E: Just use someone else's.
A: Uh...

So, I called her host family's house the night before the planned meeting, but Erika was off traipsing around Delhi. I called the next morning, the morning of our planned date, and nobody answered the phone. Feeling mild panic setting in, I asked my host father to borrow his cell phone and sent her a text message, hoping for an immediate response. The message was sent, but none came in response, and thus we all went on about our business, I with the assumption that Erika was otherwise engaged for the day. After my host father had left for work, we got a call from him, saying that Erika had written back. (Uh oh) Thus, my host father, through the telephone to my host sister Payal, recounted the text messages, from their original English, in Hindi. Payal proceeded to relay the messages to me, in English.

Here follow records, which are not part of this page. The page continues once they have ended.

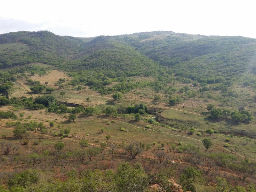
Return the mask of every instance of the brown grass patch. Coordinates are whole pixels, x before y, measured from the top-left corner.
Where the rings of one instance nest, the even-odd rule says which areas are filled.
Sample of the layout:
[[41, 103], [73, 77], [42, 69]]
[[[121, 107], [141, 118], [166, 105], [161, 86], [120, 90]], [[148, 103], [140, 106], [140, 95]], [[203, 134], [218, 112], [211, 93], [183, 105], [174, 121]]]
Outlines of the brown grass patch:
[[48, 82], [48, 85], [50, 86], [55, 86], [55, 83], [59, 81], [59, 79], [64, 78], [70, 80], [72, 78], [68, 76], [62, 71], [58, 70], [51, 71], [47, 75], [39, 76], [37, 74], [34, 76], [30, 76], [30, 79], [34, 81], [39, 81], [41, 84], [44, 84], [44, 82]]

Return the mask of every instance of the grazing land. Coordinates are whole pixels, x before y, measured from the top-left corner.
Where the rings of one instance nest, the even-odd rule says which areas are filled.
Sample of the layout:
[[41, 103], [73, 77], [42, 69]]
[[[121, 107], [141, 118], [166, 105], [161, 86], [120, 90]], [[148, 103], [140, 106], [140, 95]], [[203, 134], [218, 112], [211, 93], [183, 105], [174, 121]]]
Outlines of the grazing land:
[[0, 35], [0, 191], [255, 191], [255, 51], [171, 31]]

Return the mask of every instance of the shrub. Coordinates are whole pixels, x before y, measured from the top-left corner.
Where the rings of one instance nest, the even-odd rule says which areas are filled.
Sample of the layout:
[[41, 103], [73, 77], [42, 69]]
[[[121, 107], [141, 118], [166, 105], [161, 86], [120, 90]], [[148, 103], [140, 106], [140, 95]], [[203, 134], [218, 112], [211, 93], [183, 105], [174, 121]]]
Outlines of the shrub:
[[224, 145], [224, 147], [229, 147], [229, 144], [228, 143], [226, 143]]
[[39, 141], [35, 141], [33, 142], [33, 145], [37, 145], [39, 144]]
[[28, 141], [26, 139], [23, 139], [22, 142], [22, 143], [23, 143], [23, 145], [28, 145]]
[[195, 129], [194, 129], [194, 128], [191, 128], [191, 129], [190, 129], [190, 130], [189, 130], [189, 133], [191, 135], [193, 134], [193, 133], [194, 133], [194, 132], [195, 132]]

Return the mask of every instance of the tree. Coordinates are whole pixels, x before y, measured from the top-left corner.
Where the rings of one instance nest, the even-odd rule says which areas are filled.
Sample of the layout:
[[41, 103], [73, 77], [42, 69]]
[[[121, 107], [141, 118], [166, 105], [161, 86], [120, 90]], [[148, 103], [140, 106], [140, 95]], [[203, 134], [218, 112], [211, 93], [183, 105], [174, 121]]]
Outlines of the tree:
[[110, 139], [110, 135], [106, 135], [106, 139], [107, 140], [109, 140]]
[[203, 145], [204, 146], [205, 150], [205, 153], [206, 153], [207, 150], [209, 149], [212, 145], [213, 143], [212, 141], [210, 139], [205, 139], [202, 141], [203, 142]]
[[95, 148], [91, 148], [87, 150], [86, 155], [89, 158], [89, 160], [91, 161], [92, 157], [96, 156], [100, 153], [100, 152], [98, 149]]
[[210, 99], [210, 100], [211, 100], [212, 98], [212, 97], [213, 97], [212, 95], [209, 94], [207, 95], [207, 98], [209, 99]]
[[45, 86], [44, 85], [37, 85], [30, 87], [30, 90], [33, 93], [41, 93], [45, 88]]
[[60, 151], [65, 146], [64, 143], [62, 142], [58, 142], [54, 145], [54, 148], [56, 150]]
[[142, 152], [142, 150], [140, 147], [140, 145], [138, 143], [126, 146], [125, 149], [127, 153], [130, 154], [132, 159], [135, 159], [138, 155], [140, 155]]
[[33, 166], [37, 163], [39, 164], [41, 162], [41, 156], [35, 153], [32, 153], [27, 156], [29, 161], [32, 162]]
[[225, 118], [227, 119], [228, 116], [230, 115], [231, 113], [231, 110], [229, 109], [224, 108], [222, 110], [222, 113], [223, 114], [223, 116], [224, 116]]
[[93, 115], [95, 111], [95, 108], [92, 107], [87, 107], [84, 109], [84, 113], [89, 116]]
[[64, 96], [64, 95], [65, 95], [66, 93], [64, 91], [62, 91], [60, 93], [60, 95], [62, 97], [63, 97], [63, 96]]
[[83, 149], [90, 145], [90, 144], [88, 143], [88, 141], [85, 139], [79, 141], [79, 144], [80, 145], [81, 148]]
[[86, 156], [86, 152], [84, 150], [77, 150], [74, 153], [76, 159], [81, 163], [84, 163], [84, 161]]
[[250, 138], [248, 137], [245, 137], [244, 139], [245, 140], [245, 141], [246, 141], [246, 144], [248, 144], [248, 142], [250, 140]]
[[11, 148], [12, 148], [12, 145], [11, 143], [5, 143], [4, 141], [2, 141], [0, 145], [1, 148], [2, 148], [3, 151], [3, 154], [4, 155], [8, 155], [11, 152]]
[[137, 113], [134, 115], [134, 120], [135, 121], [140, 121], [140, 115], [139, 113]]
[[52, 87], [47, 87], [45, 89], [46, 92], [50, 93], [51, 93], [52, 92], [54, 91], [55, 91], [55, 89], [54, 88], [52, 88]]
[[149, 178], [141, 165], [136, 164], [132, 167], [129, 163], [125, 163], [119, 165], [117, 169], [114, 182], [117, 191], [146, 191], [144, 189], [148, 184]]
[[116, 111], [113, 107], [107, 107], [105, 109], [105, 113], [107, 115], [111, 115], [112, 113], [115, 113]]
[[50, 126], [51, 127], [53, 127], [54, 126], [54, 122], [53, 121], [50, 121]]
[[169, 105], [172, 106], [174, 105], [175, 102], [176, 102], [176, 100], [175, 99], [173, 98], [169, 100]]
[[73, 120], [73, 122], [74, 122], [76, 119], [76, 115], [75, 114], [71, 114], [68, 117], [68, 120]]
[[82, 106], [78, 106], [75, 108], [75, 109], [73, 110], [73, 113], [76, 113], [78, 114], [83, 112], [84, 110], [84, 107]]
[[121, 93], [114, 93], [112, 96], [114, 100], [115, 101], [117, 100], [118, 102], [120, 102], [121, 99], [123, 99], [123, 94]]
[[158, 95], [156, 95], [155, 97], [155, 98], [154, 98], [154, 101], [156, 102], [158, 102], [160, 100], [160, 97]]
[[205, 131], [205, 132], [207, 133], [208, 133], [208, 134], [210, 134], [210, 135], [212, 135], [212, 134], [214, 132], [212, 129], [209, 129], [206, 130]]
[[58, 86], [59, 89], [61, 89], [64, 87], [64, 85], [63, 84], [60, 84]]
[[220, 109], [214, 108], [210, 112], [210, 114], [213, 118], [218, 119], [222, 116], [222, 111]]
[[208, 111], [210, 111], [214, 107], [214, 105], [212, 104], [209, 104], [207, 105], [207, 107], [206, 108], [206, 109], [207, 109]]

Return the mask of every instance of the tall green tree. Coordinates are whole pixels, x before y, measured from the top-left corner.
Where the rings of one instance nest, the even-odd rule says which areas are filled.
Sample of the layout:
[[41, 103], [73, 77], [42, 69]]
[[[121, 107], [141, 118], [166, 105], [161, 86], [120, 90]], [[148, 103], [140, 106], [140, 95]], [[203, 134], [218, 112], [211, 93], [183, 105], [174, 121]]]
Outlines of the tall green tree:
[[208, 149], [213, 145], [213, 143], [210, 139], [206, 138], [202, 141], [203, 145], [204, 146], [205, 148], [205, 153]]
[[121, 100], [123, 99], [123, 94], [121, 93], [117, 92], [114, 93], [112, 97], [113, 97], [114, 100], [117, 100], [118, 102], [119, 103]]

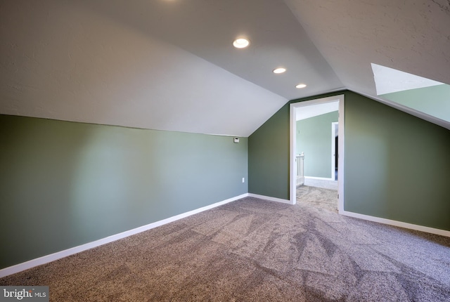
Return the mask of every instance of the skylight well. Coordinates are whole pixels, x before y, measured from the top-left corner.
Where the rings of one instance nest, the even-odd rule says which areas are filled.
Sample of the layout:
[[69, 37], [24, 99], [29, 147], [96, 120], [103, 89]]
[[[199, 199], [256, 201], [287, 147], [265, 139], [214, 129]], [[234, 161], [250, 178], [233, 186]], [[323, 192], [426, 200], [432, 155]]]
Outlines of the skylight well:
[[371, 64], [377, 95], [450, 122], [450, 85]]

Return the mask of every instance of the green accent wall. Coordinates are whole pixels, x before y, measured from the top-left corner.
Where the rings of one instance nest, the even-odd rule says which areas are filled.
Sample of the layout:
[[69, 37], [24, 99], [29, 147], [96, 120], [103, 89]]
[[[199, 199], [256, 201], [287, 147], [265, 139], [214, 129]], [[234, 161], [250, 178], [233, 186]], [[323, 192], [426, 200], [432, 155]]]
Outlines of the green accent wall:
[[0, 115], [0, 268], [247, 193], [240, 140]]
[[[297, 121], [296, 154], [304, 152], [304, 176], [331, 178], [331, 123], [338, 111]], [[334, 139], [334, 138], [333, 138]]]
[[382, 94], [380, 96], [450, 122], [450, 85], [418, 88]]
[[[348, 91], [290, 103], [342, 93], [345, 210], [450, 230], [450, 131]], [[289, 198], [288, 136], [287, 104], [248, 138], [250, 193]]]
[[289, 126], [287, 104], [249, 136], [249, 193], [289, 199]]

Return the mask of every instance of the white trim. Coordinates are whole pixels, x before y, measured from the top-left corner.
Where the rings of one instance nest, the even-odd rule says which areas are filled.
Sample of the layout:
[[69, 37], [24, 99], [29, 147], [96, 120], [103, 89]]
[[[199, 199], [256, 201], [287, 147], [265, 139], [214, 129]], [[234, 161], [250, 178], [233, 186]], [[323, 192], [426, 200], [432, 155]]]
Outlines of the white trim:
[[[339, 122], [333, 122], [331, 123], [331, 179], [335, 180], [336, 175], [336, 159], [338, 156], [336, 153], [336, 127], [339, 131]], [[339, 133], [338, 133], [339, 136]], [[339, 138], [338, 138], [339, 139]], [[338, 147], [339, 147], [339, 143], [338, 143]], [[339, 152], [338, 152], [339, 154]], [[339, 163], [338, 163], [339, 166]]]
[[368, 215], [359, 214], [358, 213], [349, 212], [344, 210], [339, 210], [339, 214], [349, 217], [364, 219], [365, 221], [373, 221], [375, 223], [383, 223], [390, 225], [394, 225], [400, 228], [404, 228], [410, 230], [418, 230], [420, 232], [429, 232], [431, 234], [439, 235], [450, 237], [450, 231], [445, 230], [439, 230], [437, 228], [426, 227], [423, 225], [418, 225], [412, 223], [404, 223], [401, 221], [392, 221], [390, 219], [382, 218], [380, 217], [371, 216]]
[[[295, 110], [297, 108], [310, 106], [311, 105], [322, 104], [325, 103], [336, 102], [339, 101], [339, 158], [338, 163], [340, 167], [338, 170], [338, 192], [339, 192], [339, 201], [338, 203], [338, 209], [344, 209], [344, 143], [345, 143], [345, 96], [344, 94], [340, 94], [337, 96], [329, 96], [327, 98], [321, 98], [316, 100], [307, 100], [304, 102], [292, 103], [290, 105], [290, 194], [289, 199], [291, 204], [295, 204], [297, 202], [296, 198], [296, 188], [295, 185], [295, 176], [297, 175], [297, 166], [295, 164], [295, 146], [297, 143], [297, 123], [295, 121]], [[328, 180], [333, 180], [332, 178], [327, 178]]]
[[344, 192], [344, 159], [345, 146], [345, 97], [342, 94], [339, 100], [339, 128], [338, 129], [338, 209], [344, 211], [345, 192]]
[[21, 272], [22, 270], [27, 270], [29, 268], [34, 268], [37, 265], [46, 264], [49, 262], [54, 261], [61, 258], [67, 257], [68, 256], [73, 255], [74, 254], [79, 253], [83, 251], [86, 251], [89, 249], [99, 247], [101, 245], [105, 244], [107, 243], [112, 242], [113, 241], [119, 240], [120, 239], [125, 238], [133, 235], [140, 233], [141, 232], [150, 230], [158, 226], [176, 221], [179, 219], [184, 218], [185, 217], [190, 216], [193, 214], [196, 214], [203, 211], [209, 210], [212, 208], [215, 208], [222, 204], [228, 204], [229, 202], [234, 202], [235, 200], [240, 199], [248, 196], [248, 193], [242, 194], [234, 197], [229, 198], [228, 199], [222, 200], [221, 202], [216, 202], [215, 204], [210, 204], [206, 206], [203, 206], [195, 210], [189, 211], [188, 212], [183, 213], [174, 216], [169, 217], [168, 218], [163, 219], [162, 221], [156, 221], [146, 225], [143, 225], [139, 228], [134, 228], [125, 232], [120, 232], [111, 236], [108, 236], [105, 238], [99, 239], [98, 240], [93, 241], [84, 244], [79, 245], [78, 247], [72, 247], [70, 249], [65, 249], [63, 251], [57, 251], [56, 253], [46, 255], [42, 257], [37, 258], [35, 259], [30, 260], [27, 262], [16, 264], [13, 266], [2, 268], [0, 270], [0, 278], [8, 276], [9, 275], [15, 274], [16, 273]]
[[259, 198], [260, 199], [269, 200], [269, 202], [282, 202], [283, 204], [295, 204], [290, 200], [283, 199], [281, 198], [271, 197], [270, 196], [259, 195], [258, 194], [248, 193], [249, 197]]
[[319, 180], [332, 180], [332, 181], [335, 181], [334, 179], [333, 178], [327, 178], [327, 177], [316, 177], [316, 176], [304, 176], [305, 179], [317, 179]]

P: Your friend sent you three text messages.
A: Oh no. What did they say?
P: The first one says "Don't worry, I'm leaving at 9:35. I'll see you there." The second one says, "I'll talk to you tomorrow. I just talked to my host mother, and I can't leave until five. I'll see you there." The third one says "I'm here, where is the monument."
A: What?
P: (repeats messages)
A: So, is she going to meet me there at 5, or will she talk to me tomorrow?
P: ...

Clearly, something was not right. By the time I got the third message, I realized that the situation had gotten out of control, and I had better high-tail it to the nearest international phone-calling booth and figure out WHAT was going on.

E: Hello?
A: Hi, it's Alex.
E: Oh, hey! Where are you?
A: I'm still in Lagpat. Is it OK if I hop in a rickshaw and meet you now?
E: No, don't, everything's closed here. I'll come and meet you at the CCD (Cafe Coffee Day) in Central Market.
A: OK. See you there.

Upon our eventual connection, the truth was revealed- we had experienced a...I don't know, something which, whatever it was, didn't work properly. Or maybe it did work properly, and its function, whatever it was, was to confuse the bajeezus out of us all. The real text messages read as follows.

Text 1: Don't worry, I'm coming! I've no idea how long it will take, but I'll leave the house at 9:35. See you there!

Text 2: Had to talk to my host mom, I'll leave at 5 to. I'll be there!

Text 3: Where are you? I am here where we saw the puppies at the monument.*

Hahahahahahahahahaha.

* We had in fact planned on meeting at the monument in Haus Kaus Village, where we had previously seen puppies. FYI.